I know some students who completed an internship in megahotels and others in limited service hotels. They all had great learning experience. The big difference between these two options is that students can learn how to deal with a large volume of business in one specific department within a megahotel, or they can learn different functions of operating a limited service hotel.

Last Thursday, The Wall Street Journal published a report about MGM Grand in Las Vegas. In the second quarter of this year, the MGM Grand reported an OCC of 96.8% with an ADR of $125. On average, there were 12,000 guests staying in the hotel. The following statistics provide an idea of what it takes to run a megahotel like MGM Grand on a busy day:
  • It opens 36 check-in counters during peak hours.
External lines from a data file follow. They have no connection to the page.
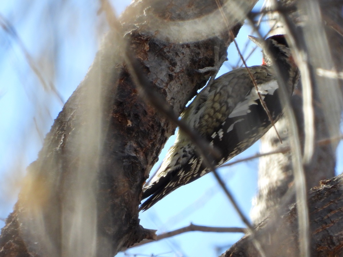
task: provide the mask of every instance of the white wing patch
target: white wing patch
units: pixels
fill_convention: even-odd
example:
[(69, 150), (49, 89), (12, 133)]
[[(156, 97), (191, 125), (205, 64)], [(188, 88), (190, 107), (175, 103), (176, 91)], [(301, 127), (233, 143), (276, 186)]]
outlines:
[[(258, 85), (259, 92), (262, 95), (262, 99), (264, 96), (268, 94), (273, 95), (275, 90), (279, 88), (277, 82), (272, 80), (267, 83)], [(245, 97), (245, 100), (239, 103), (229, 115), (229, 118), (245, 115), (249, 112), (249, 107), (252, 105), (257, 105), (256, 100), (259, 97), (257, 92), (255, 88), (252, 88), (250, 94)]]
[(237, 120), (234, 122), (232, 124), (231, 124), (231, 126), (229, 127), (229, 128), (227, 129), (227, 130), (226, 131), (226, 133), (228, 133), (229, 132), (231, 131), (233, 129), (234, 126), (235, 124), (236, 124), (237, 122), (239, 122), (242, 121), (244, 120), (244, 119), (240, 119), (239, 120)]

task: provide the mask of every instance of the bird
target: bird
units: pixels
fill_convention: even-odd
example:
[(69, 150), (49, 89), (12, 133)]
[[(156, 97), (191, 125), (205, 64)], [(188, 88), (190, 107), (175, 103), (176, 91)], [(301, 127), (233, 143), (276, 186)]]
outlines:
[[(283, 107), (273, 64), (277, 62), (290, 97), (299, 79), (299, 70), (285, 35), (274, 35), (264, 40), (248, 36), (262, 49), (263, 56), (261, 65), (249, 70), (276, 122), (282, 115)], [(271, 53), (273, 58), (270, 57)], [(180, 117), (195, 133), (218, 151), (218, 156), (212, 157), (216, 168), (251, 146), (272, 125), (245, 67), (225, 73), (206, 85)], [(178, 188), (211, 171), (197, 146), (179, 130), (175, 143), (161, 167), (150, 183), (144, 186), (141, 199), (147, 199), (139, 210), (146, 210)]]

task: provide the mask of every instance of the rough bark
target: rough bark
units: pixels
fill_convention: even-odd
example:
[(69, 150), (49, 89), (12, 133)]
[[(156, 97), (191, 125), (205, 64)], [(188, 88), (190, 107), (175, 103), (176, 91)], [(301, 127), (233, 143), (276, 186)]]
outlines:
[[(273, 1), (269, 2), (273, 2)], [(284, 4), (284, 7), (290, 8), (293, 11), (287, 13), (291, 17), (292, 25), (296, 30), (297, 34), (295, 35), (296, 40), (305, 42), (305, 46), (304, 51), (308, 54), (308, 59), (310, 62), (310, 69), (311, 72), (312, 80), (312, 97), (314, 100), (313, 107), (314, 111), (314, 139), (318, 141), (323, 138), (334, 136), (331, 133), (333, 130), (331, 127), (335, 127), (336, 131), (339, 131), (340, 113), (342, 111), (341, 106), (339, 107), (339, 111), (335, 112), (334, 110), (326, 109), (325, 105), (323, 101), (330, 101), (330, 96), (327, 94), (323, 94), (325, 88), (327, 87), (331, 87), (331, 79), (320, 77), (316, 74), (316, 69), (322, 68), (322, 63), (316, 54), (316, 50), (320, 49), (316, 47), (315, 44), (312, 44), (314, 38), (309, 38), (308, 35), (306, 34), (306, 30), (313, 29), (310, 25), (306, 24), (306, 15), (309, 15), (307, 11), (304, 11), (303, 7), (301, 3), (298, 3), (295, 5), (294, 1), (285, 1), (281, 2)], [(332, 58), (334, 66), (337, 70), (343, 69), (343, 63), (341, 61), (342, 57), (342, 44), (343, 43), (343, 38), (340, 36), (337, 31), (333, 29), (332, 22), (329, 25), (328, 19), (332, 21), (334, 21), (335, 27), (339, 27), (339, 24), (342, 25), (342, 18), (338, 15), (339, 12), (339, 7), (342, 7), (343, 3), (340, 3), (337, 1), (320, 1), (320, 10), (322, 12), (322, 19), (325, 21), (323, 24), (324, 36), (328, 38), (329, 42), (327, 45), (328, 49), (331, 51), (331, 55), (328, 54), (329, 59)], [(300, 9), (300, 11), (298, 11)], [(329, 17), (330, 17), (330, 18)], [(280, 16), (277, 14), (274, 14), (273, 18), (280, 20)], [(305, 22), (305, 25), (303, 22)], [(283, 24), (281, 21), (277, 23), (275, 30), (272, 32), (272, 34), (285, 33), (285, 26), (287, 24)], [(318, 53), (318, 52), (317, 52)], [(331, 64), (332, 65), (332, 64)], [(341, 81), (339, 86), (342, 86)], [(330, 85), (329, 86), (329, 85)], [(300, 145), (303, 151), (305, 131), (304, 130), (304, 114), (303, 109), (303, 92), (301, 85), (299, 85), (297, 93), (294, 96), (292, 99), (292, 103), (294, 114), (296, 119), (297, 131), (300, 139)], [(339, 89), (335, 93), (339, 95), (341, 92)], [(324, 99), (324, 98), (327, 99)], [(323, 101), (324, 100), (324, 101)], [(333, 108), (333, 109), (334, 108)], [(305, 115), (308, 115), (305, 113)], [(335, 124), (330, 121), (330, 117), (335, 121)], [(283, 144), (280, 143), (279, 140), (274, 132), (271, 130), (261, 140), (261, 150), (263, 152), (268, 152), (277, 151), (285, 146), (288, 146), (289, 138), (288, 122), (286, 117), (283, 118), (278, 122), (276, 125), (278, 131), (282, 135)], [(338, 141), (333, 142), (332, 143), (326, 145), (315, 145), (314, 153), (312, 159), (309, 163), (304, 167), (306, 176), (306, 186), (307, 189), (316, 186), (320, 180), (328, 179), (334, 175), (335, 166), (336, 148)], [(284, 196), (288, 191), (288, 189), (294, 185), (293, 174), (292, 165), (292, 155), (290, 153), (278, 154), (263, 157), (260, 159), (260, 166), (259, 173), (259, 192), (256, 199), (256, 204), (251, 212), (251, 216), (254, 223), (258, 224), (268, 217), (275, 208), (286, 207), (289, 204), (294, 202), (295, 198), (293, 197), (286, 197)], [(286, 201), (285, 202), (285, 201)], [(280, 211), (280, 210), (279, 210)], [(285, 209), (287, 211), (287, 208)]]
[[(335, 105), (334, 99), (336, 97), (341, 98), (342, 81), (320, 76), (317, 73), (318, 68), (323, 68), (326, 64), (323, 63), (325, 62), (319, 57), (323, 53), (319, 52), (320, 48), (316, 45), (317, 41), (319, 41), (315, 36), (317, 32), (308, 34), (309, 31), (313, 31), (314, 28), (312, 25), (309, 24), (308, 22), (310, 23), (314, 22), (308, 19), (308, 17), (311, 17), (311, 13), (310, 10), (304, 8), (304, 1), (280, 2), (285, 3), (289, 5), (288, 7), (293, 6), (291, 9), (294, 12), (288, 15), (291, 17), (288, 21), (292, 21), (293, 31), (297, 32), (295, 34), (295, 40), (304, 43), (303, 46), (305, 47), (302, 49), (308, 55), (308, 63), (310, 64), (315, 112), (315, 139), (317, 141), (334, 136), (337, 134), (335, 135), (332, 132), (335, 130), (339, 130), (342, 109), (342, 102)], [(323, 38), (326, 37), (328, 42), (324, 50), (328, 52), (326, 52), (324, 56), (326, 57), (326, 59), (331, 60), (329, 64), (331, 68), (334, 67), (336, 70), (341, 71), (343, 69), (342, 62), (343, 37), (341, 33), (343, 20), (339, 13), (343, 1), (321, 1), (319, 2), (321, 15), (319, 17), (322, 19), (320, 25), (324, 28), (323, 30), (321, 30), (322, 34), (320, 36)], [(293, 5), (295, 3), (296, 5)], [(281, 23), (279, 25), (286, 25)], [(309, 36), (311, 36), (312, 37)], [(331, 68), (326, 69), (330, 70)], [(335, 83), (338, 86), (335, 88), (333, 84)], [(329, 93), (329, 91), (326, 93), (327, 89), (333, 88), (335, 88), (333, 93)], [(306, 133), (304, 117), (308, 114), (303, 111), (303, 100), (300, 87), (294, 96), (292, 103), (303, 150)], [(331, 101), (333, 107), (330, 109), (327, 108), (326, 105)], [(276, 150), (288, 145), (288, 124), (287, 120), (284, 119), (278, 123), (277, 127), (282, 135), (283, 143), (281, 145), (274, 132), (270, 131), (262, 139), (263, 152)], [(306, 176), (306, 184), (304, 185), (308, 190), (318, 185), (320, 180), (333, 176), (335, 152), (338, 142), (336, 139), (331, 144), (315, 145), (311, 161), (304, 167)], [(294, 203), (291, 204), (295, 202), (292, 186), (294, 182), (291, 158), (291, 154), (286, 153), (271, 155), (260, 160), (260, 191), (257, 198), (257, 204), (252, 210), (252, 219), (256, 224), (262, 222), (257, 227), (256, 238), (261, 243), (268, 256), (299, 256), (299, 241), (304, 240), (299, 238), (297, 207)], [(311, 256), (343, 255), (340, 223), (342, 216), (342, 176), (340, 176), (321, 182), (320, 187), (314, 188), (309, 193)], [(246, 235), (223, 256), (258, 256), (256, 250), (253, 249), (251, 240), (251, 236)]]
[[(226, 55), (229, 30), (238, 33), (256, 1), (221, 1), (242, 8), (224, 8), (228, 27), (214, 1), (136, 1), (122, 15), (148, 86), (176, 113), (213, 74), (196, 70)], [(139, 225), (140, 194), (176, 126), (140, 96), (122, 42), (106, 36), (55, 120), (2, 230), (0, 255), (113, 256), (151, 236)]]
[[(343, 178), (322, 182), (309, 194), (311, 256), (343, 256)], [(270, 217), (257, 227), (256, 238), (267, 256), (299, 256), (297, 207), (280, 217)], [(222, 257), (260, 256), (250, 235), (246, 235)]]

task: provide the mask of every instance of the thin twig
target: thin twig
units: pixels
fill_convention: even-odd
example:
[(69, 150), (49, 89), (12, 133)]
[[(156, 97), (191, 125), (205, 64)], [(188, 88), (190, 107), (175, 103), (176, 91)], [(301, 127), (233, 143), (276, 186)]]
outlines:
[[(26, 61), (27, 62), (30, 68), (31, 68), (31, 70), (38, 78), (38, 79), (43, 86), (44, 89), (47, 90), (49, 88), (48, 84), (45, 82), (45, 81), (44, 78), (43, 77), (43, 76), (39, 69), (35, 64), (33, 58), (29, 53), (27, 50), (26, 50), (26, 47), (24, 45), (23, 41), (18, 36), (14, 27), (1, 13), (0, 13), (0, 26), (2, 27), (3, 30), (17, 42), (19, 48), (21, 50), (24, 54), (25, 59), (26, 59)], [(50, 82), (50, 87), (52, 92), (55, 93), (61, 102), (62, 104), (64, 102), (61, 94), (58, 92), (55, 85), (52, 82)]]
[(225, 227), (213, 227), (207, 226), (200, 226), (194, 225), (191, 223), (187, 227), (181, 228), (180, 229), (167, 232), (165, 233), (160, 234), (157, 236), (157, 239), (156, 240), (144, 240), (139, 243), (135, 244), (131, 246), (131, 248), (136, 246), (139, 246), (147, 244), (151, 242), (155, 242), (156, 241), (164, 239), (168, 237), (180, 235), (182, 233), (191, 231), (200, 231), (202, 232), (215, 232), (217, 233), (246, 233), (246, 229), (243, 228), (228, 228)]

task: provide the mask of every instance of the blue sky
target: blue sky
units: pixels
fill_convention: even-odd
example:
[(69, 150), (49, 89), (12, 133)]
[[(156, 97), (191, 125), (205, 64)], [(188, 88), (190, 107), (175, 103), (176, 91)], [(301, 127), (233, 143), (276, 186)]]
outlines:
[[(102, 35), (108, 29), (103, 17), (96, 15), (98, 6), (96, 1), (57, 2), (59, 2), (13, 0), (0, 5), (0, 14), (15, 28), (48, 85), (45, 88), (33, 72), (18, 40), (0, 30), (2, 218), (11, 211), (26, 167), (36, 158), (45, 135), (64, 102), (86, 74)], [(112, 2), (119, 14), (130, 2)], [(261, 4), (259, 3), (259, 6)], [(251, 34), (248, 26), (241, 29), (237, 41), (243, 48), (247, 35)], [(249, 43), (246, 55), (253, 46)], [(239, 59), (233, 44), (228, 53), (229, 63), (235, 65)], [(260, 64), (261, 58), (258, 50), (248, 60), (248, 65)], [(223, 65), (218, 75), (228, 71), (228, 67), (229, 65)], [(52, 90), (50, 85), (53, 84), (59, 94)], [(174, 138), (172, 137), (166, 144), (152, 172), (160, 164)], [(258, 144), (255, 144), (237, 158), (250, 156), (258, 151)], [(258, 163), (255, 160), (220, 169), (221, 176), (247, 215), (251, 207), (251, 198), (257, 192)], [(342, 167), (340, 163), (338, 167)], [(340, 173), (341, 168), (338, 170)], [(143, 227), (158, 229), (158, 233), (187, 226), (190, 222), (208, 226), (244, 226), (211, 174), (174, 191), (141, 213), (140, 218)], [(4, 224), (0, 221), (0, 227)], [(216, 247), (223, 247), (222, 252), (241, 236), (241, 234), (227, 233), (189, 232), (129, 250), (127, 254), (214, 256), (220, 253), (216, 252)]]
  • It has 26 limousines and 3,000 poolside deck chairs.
  • It hires more than 8,000 employees, 900 of which work in Housekeeping.
  • It process 46 tons of linens.
  • It has a 65,000 square-foot laundry facility and employs 165 laundry attendants.
  • A towel-folding machine allows a laundry attendant to fold 600 bath towels or 1000 hand towels per hour.
  • Laundries will run through a $1.2 million machine --- “the tunnel” for quick washing process.
  • There are 370 guestroom attendants on duty; each cleans a room within 30 minutes.
  • Room service places 1,000 orders. Each must arrive within 30 minutes.
  • Lost and found receives 100 to 150 new items per day.
  • It hosts 20 weddings on a busy Friday.
  • The floral department hires 13 designers for 886 arrangements.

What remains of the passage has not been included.